Elle peut être latente, inconsciente. Elle n'est pas perçue mais on peut en admettre l'existence à travers
d'autres signes. Cependant, elle a des effets même si elle n'est pas perçue.

Freud dans son article dans la NEGATION (1925) :

« Toutes les représentations sont issues de perceptions, qui elles en sont des répétitions.
L'opposition entre subjectif et objectif n'existe pas dès le début. Elle s'établit par le fait que la pensée
possède la capacité de rendre à nouveau présent ce qui a été une fois perçu, par reproduction dans la
représentation sans que l'objet ait besoin d'être encore présent au dehors. »

Un peu plus loin :

« la reproduction de la perception dans la représentation n'est pas toujours la répétition fidèle ; elle peut
être modifiée par des omissions, altérée par des fusions entre divers éléments »
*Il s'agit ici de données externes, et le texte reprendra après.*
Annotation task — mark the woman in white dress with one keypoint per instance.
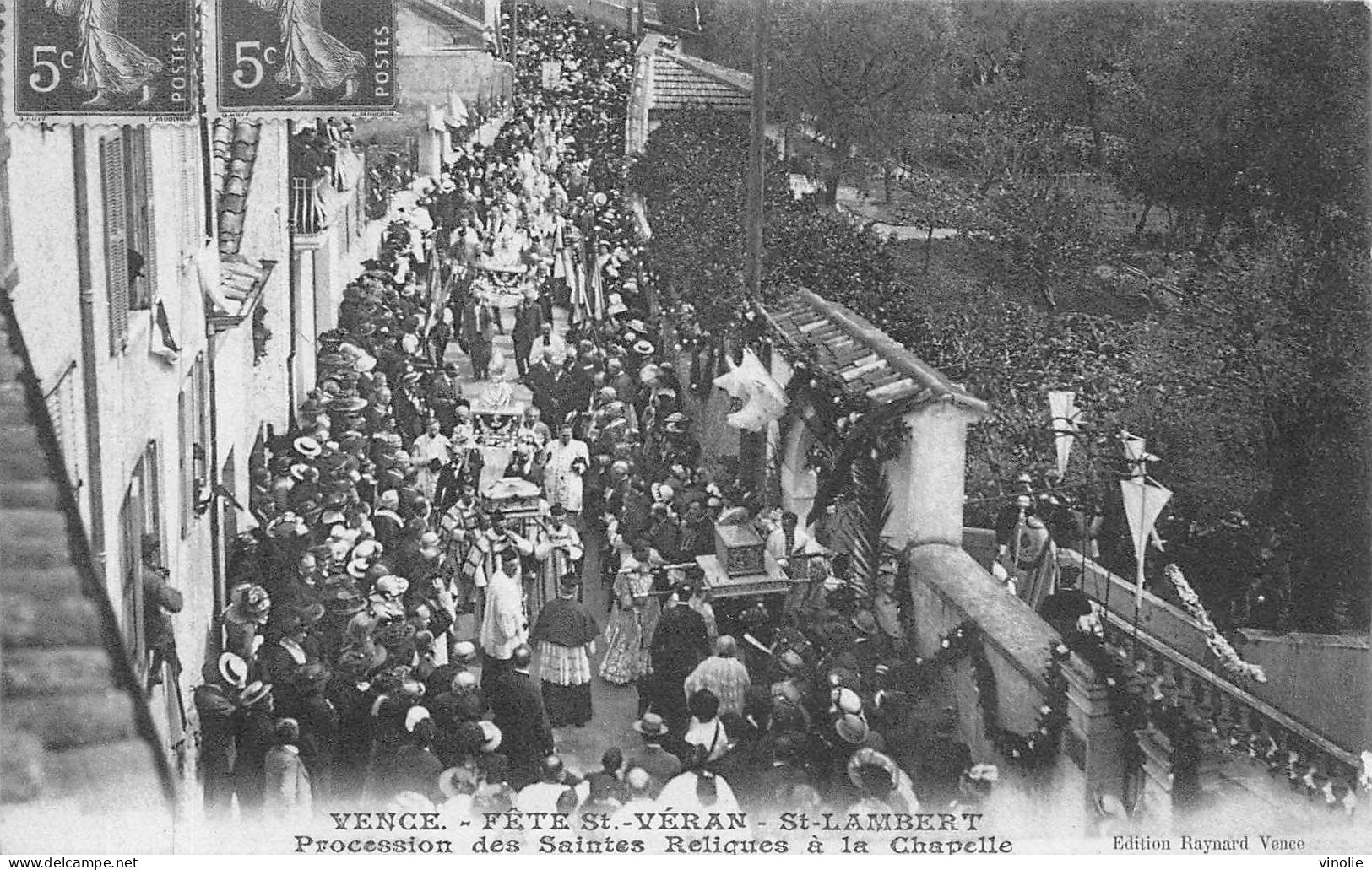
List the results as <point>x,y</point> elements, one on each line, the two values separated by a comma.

La pensée est donc cette capacité de rendre présent ce qui a été perçu sans que cela soit encore présent
(principe de réalité)

Pour Freud deux représentations :

1. Les représentations conscientes : représentations de mots + représentations de choses


(investissement d'images mnésiques)
2. les représentations inconscientes : représentations de choses seules.

La représentation de choses : c'est l'investissement sinon des images mnésiques de choses directes, du
moins des traces mnésiques plus éloignées c'est à dire que ces représentations de choses sont désignées
non par les choses elles-mêmes mais par des traces mnésiques de ces choses.

On peut caricaturer :

z pulsion : excitation somatique. On peut distinguer source et poussée de nature organique et but et
objet de nature psychique.
z représentation de choses : représente la chose (tout comme l'image dans le miroir représente son
objet)

Elle a à voir avec le but de la pulsion, elle représente l'objet de satisfaction.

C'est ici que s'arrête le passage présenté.